Но порой пишущий в неуклюжей фразе нечаянно проговаривался об истинном значении пьесы и спектакля. Рассуждая о «серьезных ошибках» создателей «Списка», перечисляя их (сужение тематики, замыкание в мире настроений и колебаний узкого круга интеллигентских типов), рецензент неожиданно приходил к выводу, что «неправильная постановка вопроса об интеллигенции» связана с тем, что «автор, взяв исключительно нетипичный случай, не характерный для сегодняшнего дня, поднялся, как всякий большой художник, до широкого обобщения»[635].
Критикой прочитывались и оглашались публично самые корни умонастроений немалой части интеллигенции:
«Олеша завершает в социально-эпигонствующих, хоть и ярких по выразительности, формах исторический путь оскудевающего русского интеллигента посленароднического периода, — формулирует Эм. Бескин. — Самым характерным для этой интеллигенции была ее раздвоенность, гамлетизм. Проклятое „быть или не быть“, — куда, с кем. С одной стороны, традиционно-либеральный „бунт“ против древнерусской силы, гнетущей „свободу“ и „разум“, с другой — боязнь оскала классовых зубов пролетариата, всякий раз когда он выступал как историческая сила и ломал рационалистически-розовые схемы этой самой интеллигенции»[636].
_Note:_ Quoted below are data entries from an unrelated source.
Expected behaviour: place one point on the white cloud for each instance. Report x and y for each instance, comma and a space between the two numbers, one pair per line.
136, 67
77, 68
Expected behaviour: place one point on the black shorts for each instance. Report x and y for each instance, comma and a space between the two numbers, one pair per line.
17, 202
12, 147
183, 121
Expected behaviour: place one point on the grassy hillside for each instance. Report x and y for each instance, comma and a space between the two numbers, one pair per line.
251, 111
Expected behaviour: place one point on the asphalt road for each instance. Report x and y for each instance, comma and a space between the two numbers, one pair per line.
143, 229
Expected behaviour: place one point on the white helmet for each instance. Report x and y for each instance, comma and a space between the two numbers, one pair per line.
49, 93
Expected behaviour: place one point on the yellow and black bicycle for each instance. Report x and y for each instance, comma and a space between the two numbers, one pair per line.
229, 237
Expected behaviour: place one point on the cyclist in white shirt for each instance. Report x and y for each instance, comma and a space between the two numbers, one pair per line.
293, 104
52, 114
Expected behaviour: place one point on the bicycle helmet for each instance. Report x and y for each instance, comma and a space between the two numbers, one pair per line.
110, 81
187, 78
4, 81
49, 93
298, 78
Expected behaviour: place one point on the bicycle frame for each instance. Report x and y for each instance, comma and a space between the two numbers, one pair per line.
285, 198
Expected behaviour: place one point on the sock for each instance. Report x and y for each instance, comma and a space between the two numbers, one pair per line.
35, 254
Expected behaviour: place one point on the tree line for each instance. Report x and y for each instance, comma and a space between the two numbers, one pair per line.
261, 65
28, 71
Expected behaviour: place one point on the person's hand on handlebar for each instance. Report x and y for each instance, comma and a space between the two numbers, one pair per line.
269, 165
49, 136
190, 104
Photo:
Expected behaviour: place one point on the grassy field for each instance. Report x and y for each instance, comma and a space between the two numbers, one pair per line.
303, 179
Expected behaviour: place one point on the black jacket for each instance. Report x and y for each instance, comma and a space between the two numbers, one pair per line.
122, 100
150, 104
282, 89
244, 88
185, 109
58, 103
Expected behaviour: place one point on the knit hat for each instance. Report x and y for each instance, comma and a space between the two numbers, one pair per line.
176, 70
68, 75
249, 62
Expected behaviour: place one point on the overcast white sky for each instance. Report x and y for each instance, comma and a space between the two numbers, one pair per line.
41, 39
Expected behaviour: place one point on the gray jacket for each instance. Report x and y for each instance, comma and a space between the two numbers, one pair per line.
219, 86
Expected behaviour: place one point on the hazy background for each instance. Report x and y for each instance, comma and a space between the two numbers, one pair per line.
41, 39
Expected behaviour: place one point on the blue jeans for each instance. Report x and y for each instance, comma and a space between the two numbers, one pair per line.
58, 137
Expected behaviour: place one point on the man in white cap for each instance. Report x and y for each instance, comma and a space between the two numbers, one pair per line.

«<…> Именно она, художественная интеллигенция, пришла в революцию опустошенной, беспринципной, вся во власти упадочных настроений, в мечтах о потустороннем „третьем царстве“, которым ее пичкали Мережковские[637] и Розановы[638]. „Гамлетствующий поросенок“ — это определение принадлежит „самому“ интеллигентскому вождю — Н. Михайловскому[639]. Что же иное, как не истерический визг мог услышать от этого интеллигента наш современник, пытающийся правдиво показать своего собрата? Поэтому, быть может, против воли автора, самое ценное в образе Гончаровой то, что он своей пустотой и никчемностью помогает окончательной ликвидации легенды о „соли земли“, какой якобы является интеллигенция»[640].
«Все это <…> чахлые последыши „мысли“, имевшей своими предками нигилистический реализм Писарева[641], народническую постепеновщину Лаврова[642], этический субъективизм Михайловского, дававшей перелом в болезненной надрывности Гаршина[643], стонах Надсона[644] и т. п»., — формулирует критик и заканчивает разбор спектакля указанием на «леонид-андреевщину» Олеши. — «Олеша поднимает флейту Леонида Андреева[645] и думает, что на ней еще можно сыграть. Увы, эта флейта пуста, как и пути рационалистической интеллигенции, не осознавшей до конца диалектики классовой борьбы и апеллирующей поверх нее к метафизическим абсолютам „культуры“ и „разума“, к нетленным мощам „вечного“ Гамлета»[646].
Лексические оппозиции, работающие в статье, — рационализм и этический субъективизм — противопоставлены «диалектике» и «классовости». Отвергается и рефлексия, т. е. индивидуальный аналитический способ оценки реальности. Не менее симптоматично и то, что понятия «свобода», «разум», «мысль», «культура», «вечный» автор сопровождает кавычками, графически передавая как «чужое слово», т. е. дистанцируется от них, употребляя в ироническом смысле.
И совсем недвусмысленно: «Олеша не оклеветал интеллигенцию. <…> Но, сам того не ведая, он оклеветал советскую власть, оклеветал коммунистическую партию. <…> Олеша оклеветал, снизил, упростил самую коммунистическую идею. <…> На вопрос „Быть или не быть“ Олеша отвечает „не быть!“»[647].
То, что пытался скрыть, завуалировать режиссер, выпуская спектакль в ситуации устрожающегося политического контроля, критика обнажала, называя вещи своими именами.